I have been in France for the past week working with the Elan-Edelman team. Here are my observations:

  1. Brexit as Once-in-a-Lifetime Gift — The opportunity to lure multinational corporation headquarters and manufacturing to France is foremost on the minds of policymakers. In fact, one financial services company contrasted the treatment of his team in France and Germany. In France, President Emmanuel Macron met directly with the bankers and asked what they need in terms of office space, adjacent living facilities and education. In Germany, the bankers met with the finance ministry and local officials in Frankfurt. There is a palpable sense of “this is our time.”
  2. Let’s Go France — PWC is underwriting a campaign for the private sector that outlines success stories in France. The digital hub enables companies to post content.

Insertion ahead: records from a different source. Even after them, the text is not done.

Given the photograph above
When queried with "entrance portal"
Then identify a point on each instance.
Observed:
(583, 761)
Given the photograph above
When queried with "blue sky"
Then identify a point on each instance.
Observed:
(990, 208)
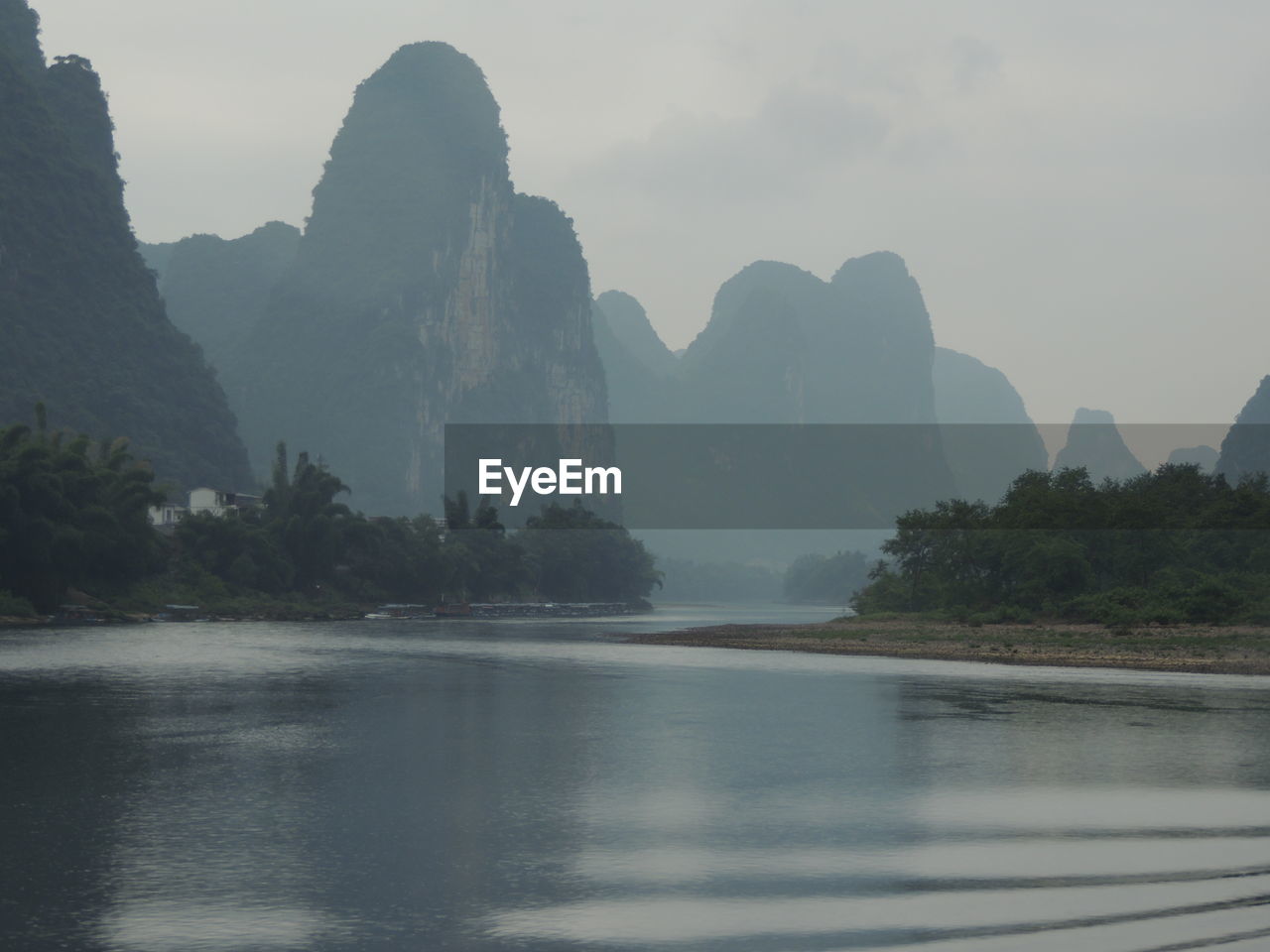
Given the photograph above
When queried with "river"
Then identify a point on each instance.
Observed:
(540, 784)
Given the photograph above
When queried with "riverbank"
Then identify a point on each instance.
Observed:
(1201, 649)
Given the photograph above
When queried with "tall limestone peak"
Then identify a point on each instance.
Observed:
(865, 336)
(19, 37)
(1095, 443)
(216, 290)
(417, 149)
(426, 291)
(81, 321)
(988, 436)
(626, 318)
(1246, 448)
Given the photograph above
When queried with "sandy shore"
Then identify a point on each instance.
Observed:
(1210, 651)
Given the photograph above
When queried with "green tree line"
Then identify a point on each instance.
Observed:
(1166, 547)
(73, 516)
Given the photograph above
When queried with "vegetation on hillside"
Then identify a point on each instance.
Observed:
(82, 326)
(73, 517)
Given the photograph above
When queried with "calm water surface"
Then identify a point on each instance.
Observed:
(540, 784)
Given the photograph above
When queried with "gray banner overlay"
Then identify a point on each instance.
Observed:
(788, 476)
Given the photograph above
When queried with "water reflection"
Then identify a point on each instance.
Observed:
(532, 785)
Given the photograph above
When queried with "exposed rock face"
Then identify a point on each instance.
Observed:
(1246, 448)
(425, 293)
(1203, 457)
(82, 326)
(991, 438)
(217, 290)
(1095, 443)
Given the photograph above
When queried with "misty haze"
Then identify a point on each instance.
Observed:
(770, 476)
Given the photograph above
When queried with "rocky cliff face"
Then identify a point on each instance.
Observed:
(1246, 448)
(82, 326)
(988, 438)
(425, 291)
(1095, 443)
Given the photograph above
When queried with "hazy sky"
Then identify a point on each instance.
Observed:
(1080, 188)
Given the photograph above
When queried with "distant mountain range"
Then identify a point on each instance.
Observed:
(82, 326)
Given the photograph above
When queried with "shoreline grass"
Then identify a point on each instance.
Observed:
(1193, 648)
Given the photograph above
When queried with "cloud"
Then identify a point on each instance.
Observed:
(789, 143)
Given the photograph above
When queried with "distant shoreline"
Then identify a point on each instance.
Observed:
(1193, 649)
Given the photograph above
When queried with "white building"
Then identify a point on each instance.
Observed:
(202, 500)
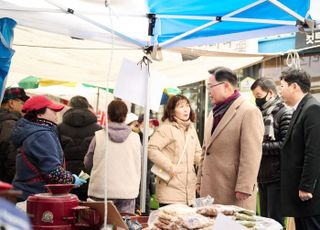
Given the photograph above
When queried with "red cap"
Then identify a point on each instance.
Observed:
(40, 102)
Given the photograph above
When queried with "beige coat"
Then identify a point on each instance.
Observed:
(165, 148)
(232, 154)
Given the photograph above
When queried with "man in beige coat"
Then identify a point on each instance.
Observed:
(232, 147)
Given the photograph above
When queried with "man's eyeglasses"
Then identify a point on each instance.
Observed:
(211, 86)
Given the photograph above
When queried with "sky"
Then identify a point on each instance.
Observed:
(315, 9)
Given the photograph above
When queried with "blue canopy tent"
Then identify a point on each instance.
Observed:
(188, 23)
(149, 23)
(154, 24)
(6, 53)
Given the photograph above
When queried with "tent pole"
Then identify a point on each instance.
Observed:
(163, 44)
(71, 11)
(143, 183)
(98, 97)
(287, 9)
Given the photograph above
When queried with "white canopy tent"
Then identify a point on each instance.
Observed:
(58, 57)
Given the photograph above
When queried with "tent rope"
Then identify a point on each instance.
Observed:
(293, 59)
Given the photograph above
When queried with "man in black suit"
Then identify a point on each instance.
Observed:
(300, 159)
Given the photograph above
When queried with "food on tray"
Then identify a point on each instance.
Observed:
(248, 224)
(241, 216)
(196, 221)
(165, 215)
(209, 211)
(247, 212)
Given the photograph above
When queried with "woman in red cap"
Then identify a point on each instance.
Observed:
(40, 156)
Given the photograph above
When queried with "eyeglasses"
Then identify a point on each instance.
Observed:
(211, 86)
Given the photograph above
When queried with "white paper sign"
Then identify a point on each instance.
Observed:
(224, 222)
(131, 85)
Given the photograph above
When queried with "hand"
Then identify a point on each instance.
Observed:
(173, 173)
(242, 196)
(78, 181)
(198, 188)
(304, 196)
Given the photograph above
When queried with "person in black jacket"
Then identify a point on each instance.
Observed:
(10, 113)
(76, 132)
(300, 158)
(276, 118)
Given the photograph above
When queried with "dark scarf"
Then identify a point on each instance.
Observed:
(267, 110)
(45, 122)
(220, 109)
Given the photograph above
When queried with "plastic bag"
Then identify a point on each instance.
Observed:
(203, 201)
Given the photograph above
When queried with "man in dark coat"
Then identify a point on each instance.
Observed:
(10, 113)
(300, 158)
(76, 132)
(276, 117)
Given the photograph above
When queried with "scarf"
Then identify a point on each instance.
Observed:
(220, 109)
(183, 124)
(267, 109)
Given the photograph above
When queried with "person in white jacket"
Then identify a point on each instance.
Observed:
(123, 161)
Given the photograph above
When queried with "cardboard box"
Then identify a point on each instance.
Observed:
(114, 217)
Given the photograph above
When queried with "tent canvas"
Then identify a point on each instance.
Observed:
(59, 57)
(174, 23)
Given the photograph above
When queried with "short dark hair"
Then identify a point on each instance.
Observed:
(33, 114)
(171, 105)
(265, 84)
(224, 74)
(301, 77)
(117, 111)
(79, 102)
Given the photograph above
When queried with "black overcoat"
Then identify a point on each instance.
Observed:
(300, 160)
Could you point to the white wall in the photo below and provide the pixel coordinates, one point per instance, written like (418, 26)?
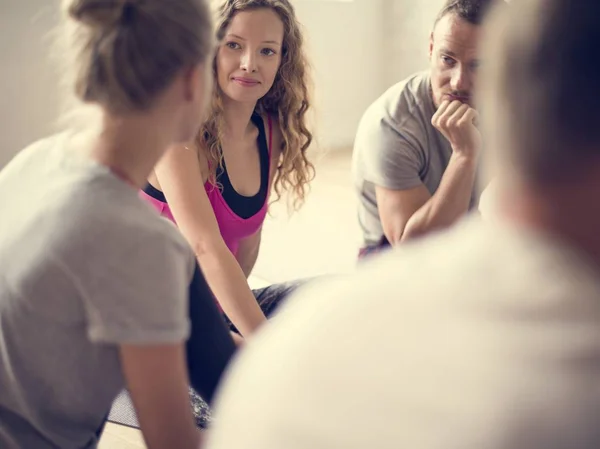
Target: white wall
(346, 46)
(408, 25)
(346, 41)
(28, 93)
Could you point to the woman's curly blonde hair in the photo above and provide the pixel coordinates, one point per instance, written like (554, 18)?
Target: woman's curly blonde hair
(288, 100)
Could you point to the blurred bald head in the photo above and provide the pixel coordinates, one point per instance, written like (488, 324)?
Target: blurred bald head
(541, 88)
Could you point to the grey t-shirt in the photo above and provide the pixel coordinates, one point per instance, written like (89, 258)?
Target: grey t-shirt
(85, 265)
(398, 148)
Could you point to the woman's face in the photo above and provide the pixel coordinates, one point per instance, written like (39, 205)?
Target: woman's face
(250, 55)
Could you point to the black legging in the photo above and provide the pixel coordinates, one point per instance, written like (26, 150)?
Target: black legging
(210, 345)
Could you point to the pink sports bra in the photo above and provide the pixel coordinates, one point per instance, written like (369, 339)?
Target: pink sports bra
(238, 216)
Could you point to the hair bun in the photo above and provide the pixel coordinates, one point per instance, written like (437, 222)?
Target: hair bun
(99, 13)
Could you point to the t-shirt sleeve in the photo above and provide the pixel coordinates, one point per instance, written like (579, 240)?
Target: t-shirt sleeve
(391, 158)
(138, 293)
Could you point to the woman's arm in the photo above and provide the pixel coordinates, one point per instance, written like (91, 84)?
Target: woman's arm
(181, 180)
(161, 399)
(248, 252)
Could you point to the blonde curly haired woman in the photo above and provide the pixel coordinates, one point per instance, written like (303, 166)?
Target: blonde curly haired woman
(254, 143)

The firm’s own experts are profiled, in conversation with prominent figures in the French economy.
  3. Enterprise and Mission — The CEO of Veolia, Antoine Frérot, has outlined a new mission for corporations that is very much in line with the trend toward shareholder value plus societal contribution. Frérot intends to make this a complement to the long-term capitalism efforts of Dominic Barton of McKinsey and Paul Tudor Jones of JUST Capital. At the moment, French companies are undertaking serious sustainability and supply chain reform but are hesitant to talk about it. The French business media is encouraging business to be public in its social activism. The French government is on the verge of passing a law that defines a broader role for the corporation and asks the board of directors to have a broader view of the goal of the business.
  4. Rise of Digital Firms — A leading M&A advisor in the sector said France is becoming a regional hub for digital agencies due to programming strength (an example is Isobar). Digital agencies are increasingly the lead agency partner, bidding for the creative as well as the media buying. There is a local firm, Artifact, that is adapting creative based on data. Strategic planning is now channel and engagement planning. Clients are interested in transforming their businesses; they do not want communications ideas, they demand ideas that alter the course of their enterprise.
  5. Purpose-Driven Ideas — My favorite from our local team is the Heineken program that aims to keep bars open in the rural areas. We try to match up buyer and seller, to bring new café owners to the regions. There is still plenty of room for humor. For Xbox, our team invented Bernard the Bear, a character who appears in funny GIFs and has his own social conversations with gamers.
  6. Value of Tradition — I visited Bayeux and Rouen, two old cities in Normandy. The medieval parade in Bayeux included characters in period dress, outdoor markets with rooster and hen couples for sale and fresh “saucisson.” Rouen held its annual visual extravaganza, a depiction of the accession of William the Conqueror to King of England through his victory at the Battle of Hastings, projected on the giant cathedral, to the delight of a crowd that filled the entire central square. The magnificent church honoring Joan of Arc, burned at the stake for her beliefs, has a roof line that depicts a fire rising to the sky around a rectangular central structure.
  7. Normandy Landing Beaches — I went on a tour of Omaha Beach. It was a chilling experience. Ninety percent of the first wave, 83 percent of the second wave and so on perished on the landings. The Germans had 1,200 men to counter the 40,000 Americans who landed at Omaha, but their machine gun nests and artillery emplacements were so well done that they held off the Americans from 6 a.m. to 2:30 p.m. The squad leaders were the heroes, one a captain who led a team up the steep hill by figuring out a way to hug the slope so that there was no shooting angle. This was the hardest landing beach of the five used in the invasion but was arguably the most important because it had three roads off of the beachhead. The American cemetery has 10,000 men who died in France, not all on the day of the landing. One touching story is about the Roosevelt brothers, Quentin and Ted Jr., sons of Teddy Roosevelt. Quentin was shot down in 1918 while flying for the U.S. Air Force. Ted Jr. was among the first of the invasion force on Utah Beach, then died of a heart attack later in 1944. They are buried together in this cemetery, having lived up to their father’s reputation of daring greatly and leading from the front.
  8. Les Bleus — The country is going mad for its soccer team, which faces Belgium in the semi-final of the World Cup tomorrow. The faces of the players are plastered everywhere, their youth and diversity capturing the new spirit of the country. Maybe the Cup returns to Paris for the first time since the team won on its home turf in 1998.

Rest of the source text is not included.